By Chernor Alimamy Kamara
In the medium term, the Government is expecting inflation to drop to 23% by the end of 2024 and a further decline in 2025 and 2026, with a tight monetary policy stance, prudent fiscal policy, and anticipated moderation in global food and energy prices. Inflation currently stands at between 42% and 47%.
The Chairman of the National Council for Civic Education and Democracy (NaCCED), Kalilu I. Totangi alongside officials from the Ministry of Finance, gave an overview of the Citizen’s Guide to the National Budget for 2024 at the Ministry’s conference room on the 12th March, 2024. He said the economy was forecast to grow by 2.7 percent in 2023 largely due to the difficult global economic environment, combined with high food and energy prices.
Totangi recalled that the citizens' budget started way back in 2021 to enlighten the public about government expenditure. He said the budget looked at inflation, Gross Domestic Product (GDP), budget overview, and revenue mobilization measures.
The Guide titled “The Economy at a Glance” was centered on the budget theme of “restoring macroeconomic stability while protecting the poor and vulnerable”. It says inflationary pressures persisted throughout 2023, mainly on account of imported inflation, domestic food supply shocks, adjustments in fuel prices, and continuous depreciation of the exchange rate.
It highlighted that exports increased by 16.1 percent to US$ 659.2 million (six hundred and fifty-nine million dollars) during the first half of 2023 relative to the first half of 2022 of which mineral exports amounted to US$ 584.7 million (five hundred and eighty-four million dollars), with iron ore exports increasing by 54.7 percent to US$ 391.0 million (three hundred and ninety-one million dollars).
Total import bill declined marginally by 0.4 percent to US$ 968.6 million (nine hundred and sixty-eight million dollars) in the first half of 2023 relative to the first half of 2022. The trade deficit narrowed to US$ 309.4 million (three hundred and nine million dollars) in the first half of 2022, reflecting mainly the strong growth in mineral exports.

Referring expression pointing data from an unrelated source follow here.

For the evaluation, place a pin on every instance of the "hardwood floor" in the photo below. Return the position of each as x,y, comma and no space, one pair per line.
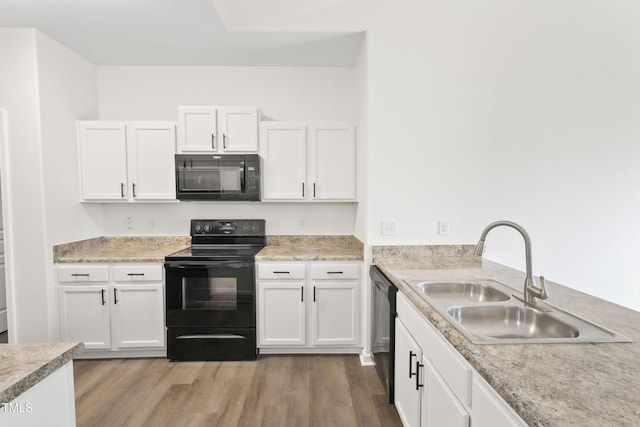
318,390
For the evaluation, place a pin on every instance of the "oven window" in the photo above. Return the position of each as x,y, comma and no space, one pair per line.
209,293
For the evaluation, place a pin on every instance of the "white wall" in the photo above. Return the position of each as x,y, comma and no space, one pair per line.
67,92
26,274
282,93
39,84
510,110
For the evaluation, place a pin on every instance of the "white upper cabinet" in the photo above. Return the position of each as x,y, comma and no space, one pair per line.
122,161
284,157
151,149
103,160
239,129
204,129
333,161
308,162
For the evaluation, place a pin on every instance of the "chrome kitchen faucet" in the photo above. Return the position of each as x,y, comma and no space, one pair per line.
531,291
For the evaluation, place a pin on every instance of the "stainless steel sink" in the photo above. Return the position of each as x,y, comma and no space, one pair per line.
490,312
462,292
510,322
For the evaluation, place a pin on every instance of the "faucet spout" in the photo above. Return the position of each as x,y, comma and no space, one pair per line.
531,290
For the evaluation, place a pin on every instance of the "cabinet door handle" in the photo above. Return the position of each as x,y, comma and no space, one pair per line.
411,354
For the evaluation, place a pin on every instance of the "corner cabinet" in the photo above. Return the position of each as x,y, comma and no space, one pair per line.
308,161
435,385
206,129
127,161
116,310
308,307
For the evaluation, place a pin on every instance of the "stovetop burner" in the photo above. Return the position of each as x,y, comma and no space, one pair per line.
216,239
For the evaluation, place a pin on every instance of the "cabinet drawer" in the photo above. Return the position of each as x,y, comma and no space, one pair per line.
281,271
81,273
335,271
453,368
132,273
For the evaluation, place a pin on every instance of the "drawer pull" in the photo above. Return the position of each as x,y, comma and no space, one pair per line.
418,366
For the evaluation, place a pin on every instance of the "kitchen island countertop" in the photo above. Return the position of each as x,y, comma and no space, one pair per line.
24,365
546,384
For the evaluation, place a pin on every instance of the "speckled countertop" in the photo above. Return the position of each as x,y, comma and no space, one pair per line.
24,365
155,248
312,248
120,249
546,384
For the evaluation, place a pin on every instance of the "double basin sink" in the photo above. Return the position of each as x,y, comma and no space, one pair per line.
489,312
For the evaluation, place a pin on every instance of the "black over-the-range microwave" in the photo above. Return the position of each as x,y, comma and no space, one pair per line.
218,177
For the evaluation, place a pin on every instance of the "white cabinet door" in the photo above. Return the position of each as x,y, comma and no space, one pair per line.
138,315
407,394
152,147
333,161
440,406
103,160
283,150
238,127
84,315
335,313
197,129
281,313
489,409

The economic outlook is susceptible to several significant downside risks including spillovers from ongoing geo-political tensions, economic fragmentation, escalation of the Russia/Ukraine crisis, and continuous depreciation of the exchange rate, among others.
“There is an urgent need to strike an appropriate balance between revenue effort and expenditure management to reduce the budget deficit and Government borrowing from the banking system, thereby helping to arrest the rate of exchange rate depreciation and lower inflation’’, part of the guide reads.

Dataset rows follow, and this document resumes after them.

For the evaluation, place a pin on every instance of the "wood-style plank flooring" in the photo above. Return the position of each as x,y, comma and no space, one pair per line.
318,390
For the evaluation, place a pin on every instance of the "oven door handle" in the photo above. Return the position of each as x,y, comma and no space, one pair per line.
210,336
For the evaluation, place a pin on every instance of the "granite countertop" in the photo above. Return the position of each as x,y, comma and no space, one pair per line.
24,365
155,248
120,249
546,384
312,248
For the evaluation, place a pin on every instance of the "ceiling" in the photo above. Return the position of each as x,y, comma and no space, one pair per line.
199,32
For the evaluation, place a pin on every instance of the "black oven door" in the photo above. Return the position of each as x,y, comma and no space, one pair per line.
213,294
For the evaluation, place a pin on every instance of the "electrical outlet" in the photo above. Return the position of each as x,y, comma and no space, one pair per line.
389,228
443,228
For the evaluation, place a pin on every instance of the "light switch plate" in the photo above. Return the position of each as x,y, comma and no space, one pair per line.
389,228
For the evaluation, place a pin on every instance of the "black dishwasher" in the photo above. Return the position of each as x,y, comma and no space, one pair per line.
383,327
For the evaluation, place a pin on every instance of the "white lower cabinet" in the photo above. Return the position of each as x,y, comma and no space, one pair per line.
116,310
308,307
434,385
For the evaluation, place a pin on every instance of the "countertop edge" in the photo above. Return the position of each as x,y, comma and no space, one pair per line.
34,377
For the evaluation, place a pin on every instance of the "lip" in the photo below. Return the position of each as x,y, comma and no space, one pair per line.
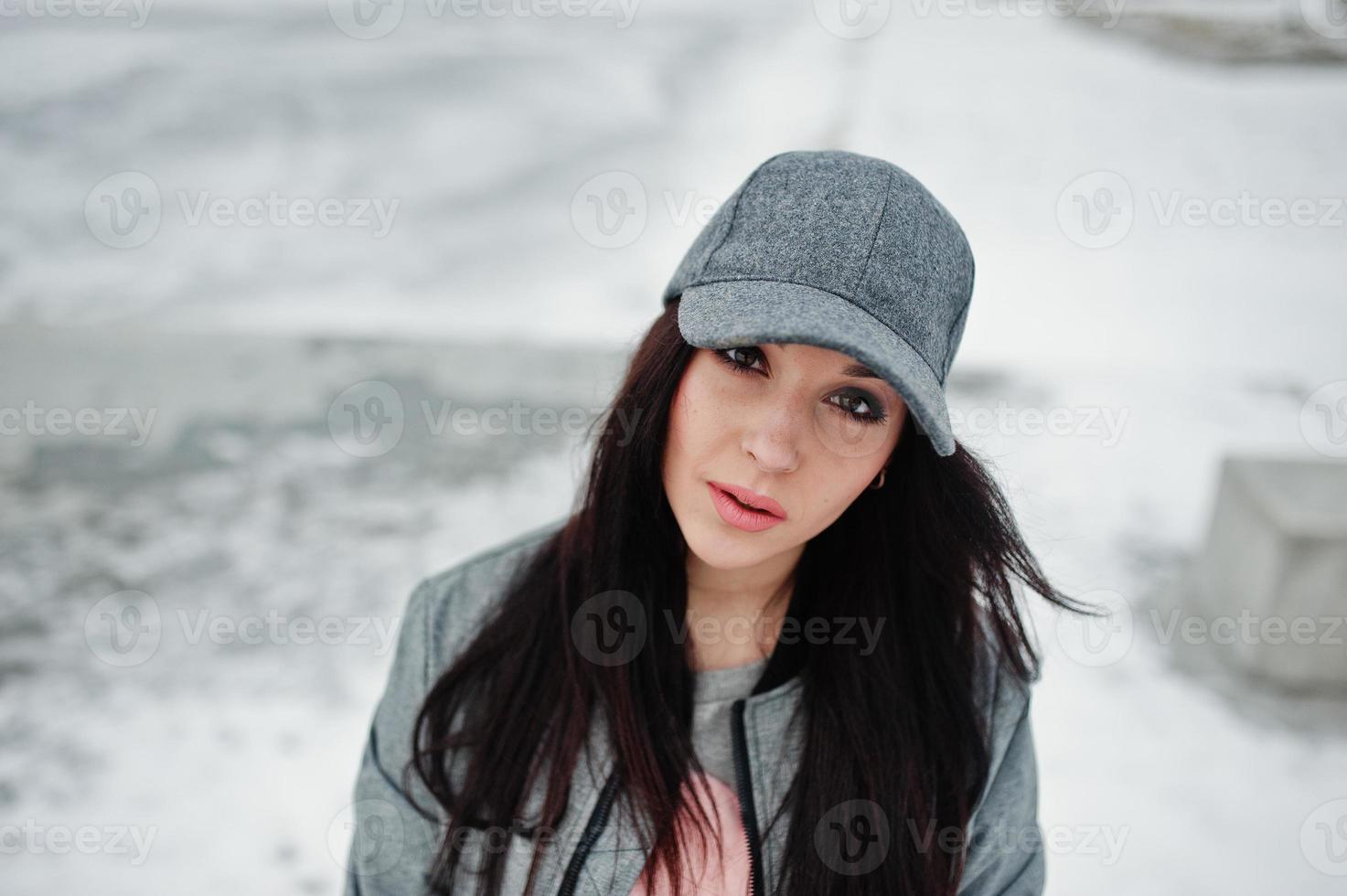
740,517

It also says that “enhanced fiscal discipline will create the fiscal space needed to increase spending on Government priorities’’, and that “to achieve this balance requires deliberate efforts to intensify domestic revenue collection and prudently manage and control Government expenditure”.

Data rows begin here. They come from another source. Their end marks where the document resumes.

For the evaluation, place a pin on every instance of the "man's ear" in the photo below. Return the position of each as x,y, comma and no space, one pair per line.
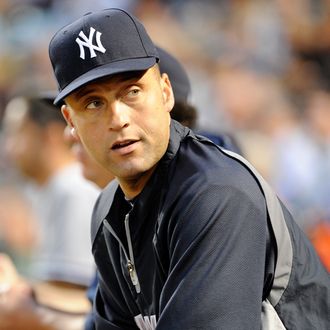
167,91
67,115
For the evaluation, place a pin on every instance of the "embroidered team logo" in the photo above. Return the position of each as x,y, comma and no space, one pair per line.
88,43
146,322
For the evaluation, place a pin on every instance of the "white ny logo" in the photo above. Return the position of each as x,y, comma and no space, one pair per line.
88,42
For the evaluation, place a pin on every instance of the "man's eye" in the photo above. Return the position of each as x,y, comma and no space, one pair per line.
133,92
93,105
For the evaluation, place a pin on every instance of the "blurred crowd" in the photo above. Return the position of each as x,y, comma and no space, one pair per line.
259,69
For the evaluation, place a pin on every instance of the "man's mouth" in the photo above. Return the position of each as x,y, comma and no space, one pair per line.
122,144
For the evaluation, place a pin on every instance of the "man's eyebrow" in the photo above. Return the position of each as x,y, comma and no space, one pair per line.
117,78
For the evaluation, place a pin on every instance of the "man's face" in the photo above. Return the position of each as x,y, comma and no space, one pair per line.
123,121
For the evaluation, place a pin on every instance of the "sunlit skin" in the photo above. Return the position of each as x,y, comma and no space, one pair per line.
124,123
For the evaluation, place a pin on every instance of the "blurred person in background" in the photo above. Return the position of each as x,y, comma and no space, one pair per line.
62,264
150,267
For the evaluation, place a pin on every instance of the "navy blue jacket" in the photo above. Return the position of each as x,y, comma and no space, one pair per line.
206,245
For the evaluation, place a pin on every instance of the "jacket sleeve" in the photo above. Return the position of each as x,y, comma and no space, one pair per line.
217,250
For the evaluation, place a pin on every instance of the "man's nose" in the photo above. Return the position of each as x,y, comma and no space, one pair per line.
119,116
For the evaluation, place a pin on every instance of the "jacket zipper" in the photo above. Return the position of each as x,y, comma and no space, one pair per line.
129,258
130,262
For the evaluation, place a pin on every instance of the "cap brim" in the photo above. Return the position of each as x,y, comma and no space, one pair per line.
137,64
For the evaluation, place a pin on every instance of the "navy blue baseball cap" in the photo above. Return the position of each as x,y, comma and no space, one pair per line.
97,45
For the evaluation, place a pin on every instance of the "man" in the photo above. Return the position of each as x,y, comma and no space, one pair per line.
193,238
62,265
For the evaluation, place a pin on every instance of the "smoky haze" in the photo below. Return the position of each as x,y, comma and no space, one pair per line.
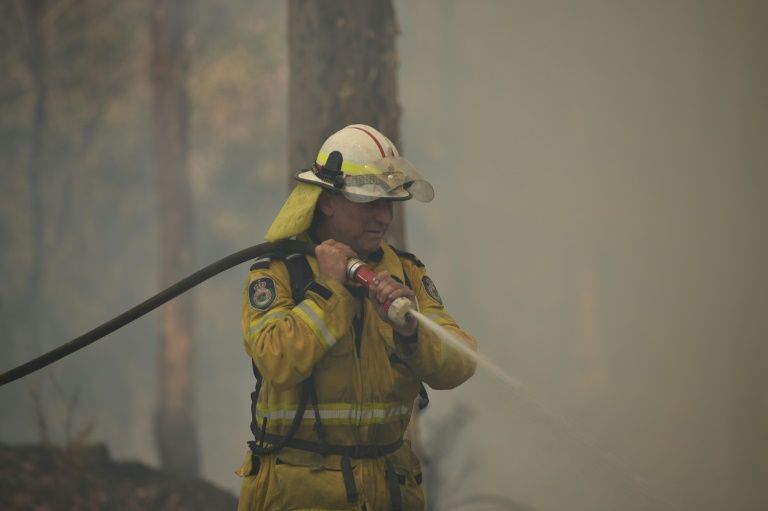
599,225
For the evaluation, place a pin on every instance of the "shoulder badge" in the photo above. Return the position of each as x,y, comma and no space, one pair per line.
431,289
261,293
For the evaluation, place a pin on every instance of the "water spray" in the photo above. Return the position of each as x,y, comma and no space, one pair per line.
400,310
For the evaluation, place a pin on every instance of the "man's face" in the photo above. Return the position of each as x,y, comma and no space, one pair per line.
362,226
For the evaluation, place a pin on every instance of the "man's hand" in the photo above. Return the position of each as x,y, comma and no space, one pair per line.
332,259
386,289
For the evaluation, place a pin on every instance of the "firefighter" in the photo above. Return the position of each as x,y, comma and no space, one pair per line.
336,378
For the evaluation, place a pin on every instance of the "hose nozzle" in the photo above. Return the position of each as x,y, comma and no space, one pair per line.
397,310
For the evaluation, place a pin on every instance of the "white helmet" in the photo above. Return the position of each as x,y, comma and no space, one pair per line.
364,165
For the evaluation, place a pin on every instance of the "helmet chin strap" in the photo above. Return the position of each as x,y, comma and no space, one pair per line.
331,171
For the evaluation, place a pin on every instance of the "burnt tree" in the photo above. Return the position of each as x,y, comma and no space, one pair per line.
174,421
343,70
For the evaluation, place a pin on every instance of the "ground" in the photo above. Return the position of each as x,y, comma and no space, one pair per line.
49,478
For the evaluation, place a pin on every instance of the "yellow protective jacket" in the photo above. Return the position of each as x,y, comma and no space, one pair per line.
366,379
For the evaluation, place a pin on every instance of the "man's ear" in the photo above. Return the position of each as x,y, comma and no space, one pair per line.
325,203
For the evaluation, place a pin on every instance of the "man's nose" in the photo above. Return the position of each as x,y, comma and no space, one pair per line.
383,212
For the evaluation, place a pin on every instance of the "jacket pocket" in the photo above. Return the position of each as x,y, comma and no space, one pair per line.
305,483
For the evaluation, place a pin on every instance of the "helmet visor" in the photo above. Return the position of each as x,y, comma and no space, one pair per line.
393,178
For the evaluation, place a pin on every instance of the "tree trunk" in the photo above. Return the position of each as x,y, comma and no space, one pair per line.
36,62
175,428
343,70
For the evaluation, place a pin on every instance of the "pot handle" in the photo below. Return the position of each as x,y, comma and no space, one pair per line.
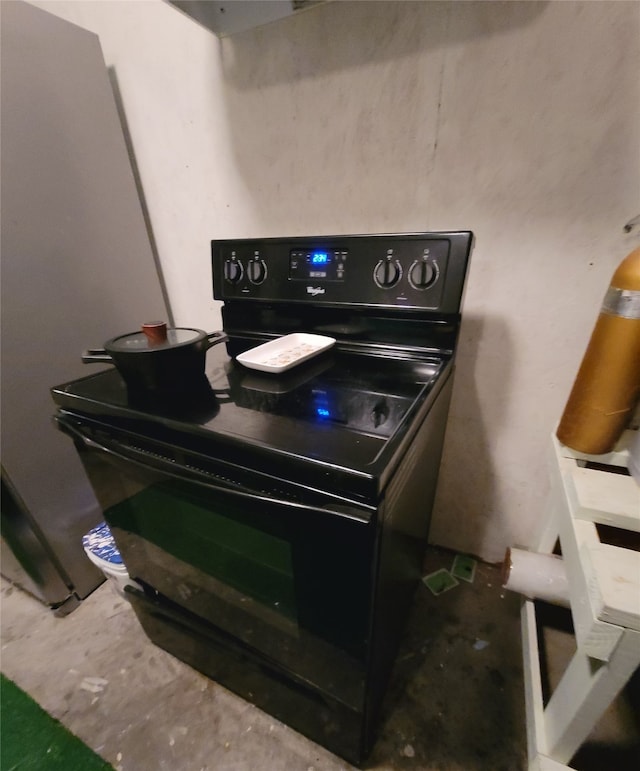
96,355
216,337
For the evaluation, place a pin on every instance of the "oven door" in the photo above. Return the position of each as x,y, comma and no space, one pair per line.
289,579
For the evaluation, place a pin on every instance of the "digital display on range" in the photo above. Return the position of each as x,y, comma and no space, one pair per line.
314,264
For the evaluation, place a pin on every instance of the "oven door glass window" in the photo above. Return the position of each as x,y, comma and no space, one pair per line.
290,582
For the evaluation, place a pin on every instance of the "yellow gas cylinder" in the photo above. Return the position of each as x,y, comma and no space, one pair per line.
607,385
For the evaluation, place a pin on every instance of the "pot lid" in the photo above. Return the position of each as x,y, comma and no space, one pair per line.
141,341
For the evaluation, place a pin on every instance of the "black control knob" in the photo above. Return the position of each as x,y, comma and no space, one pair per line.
232,271
387,273
256,271
422,274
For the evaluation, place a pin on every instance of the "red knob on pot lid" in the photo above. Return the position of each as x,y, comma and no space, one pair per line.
154,336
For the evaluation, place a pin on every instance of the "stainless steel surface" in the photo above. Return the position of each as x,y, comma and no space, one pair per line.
76,260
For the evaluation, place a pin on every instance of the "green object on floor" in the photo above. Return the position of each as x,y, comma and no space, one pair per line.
31,740
440,581
464,567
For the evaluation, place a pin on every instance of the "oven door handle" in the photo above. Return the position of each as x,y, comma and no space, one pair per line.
165,466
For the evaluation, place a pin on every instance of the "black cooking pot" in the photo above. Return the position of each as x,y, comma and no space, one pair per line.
158,359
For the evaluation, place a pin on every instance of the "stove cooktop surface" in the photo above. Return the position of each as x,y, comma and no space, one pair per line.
339,408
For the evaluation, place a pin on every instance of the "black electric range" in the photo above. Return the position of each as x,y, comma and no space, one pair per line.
275,523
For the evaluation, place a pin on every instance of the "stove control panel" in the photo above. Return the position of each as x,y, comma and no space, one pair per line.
423,271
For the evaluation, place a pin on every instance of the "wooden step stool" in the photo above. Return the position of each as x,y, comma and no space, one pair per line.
604,588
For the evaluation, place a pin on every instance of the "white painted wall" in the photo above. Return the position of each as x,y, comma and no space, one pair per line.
520,121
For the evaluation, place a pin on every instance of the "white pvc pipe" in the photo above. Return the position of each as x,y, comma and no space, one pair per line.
536,576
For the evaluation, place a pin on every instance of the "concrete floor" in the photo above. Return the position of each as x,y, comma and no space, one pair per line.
455,702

In his statement, Financial Secretary (FS) Mathew Dingie noted that the citizen’s budget launched is the same budget that the Minister of Finance, Sheku Ahmed Fantamadi Bangura read in Parliament a few months ago. He said the budget is a technical document that he would like the press, District Budget Oversight Committees (DBOCs), and Non-State Actors (NSAs) to update the public about.
Finance Minister Sheku Fantamadi Bangura in his statement before launching the guide recalled that over the last two years, it has been challenging for Sierra Leone where development needs are very high in the midst of limited fiscal space, high vulnerability, and multiple external shocks.
He explained that the external environment has not been favorable as the recovery of the global economy is losing momentum due to the slowdown of the Chinese economy, disruptions of the energy and food markets caused by the Russia-Ukraine war, and the impact of tighter monetary policy to fight global inflation.
“The situation has been exacerbated by heightened geo-political tensions, economic fragmentation, and climate change risks,” he said.
He stated that the theme for the 2024 budget emanated against the backdrop of global economic uncertainty, high cost of living, and food insecurity.
Bangura assured Sierra Leoneans that the Government is implementing policies that will reset the economy and restore macroeconomic stability, raise significant revenues, implement structural and public reforms, expand digital and physical infrastructure, increase food production, promote exports, and protect the vulnerable and socially excluded.
He called on Sierra Leoneans to continue to strengthen their participation in budget planning, monitoring, and implementation as well as those related programmes both at local and national levels.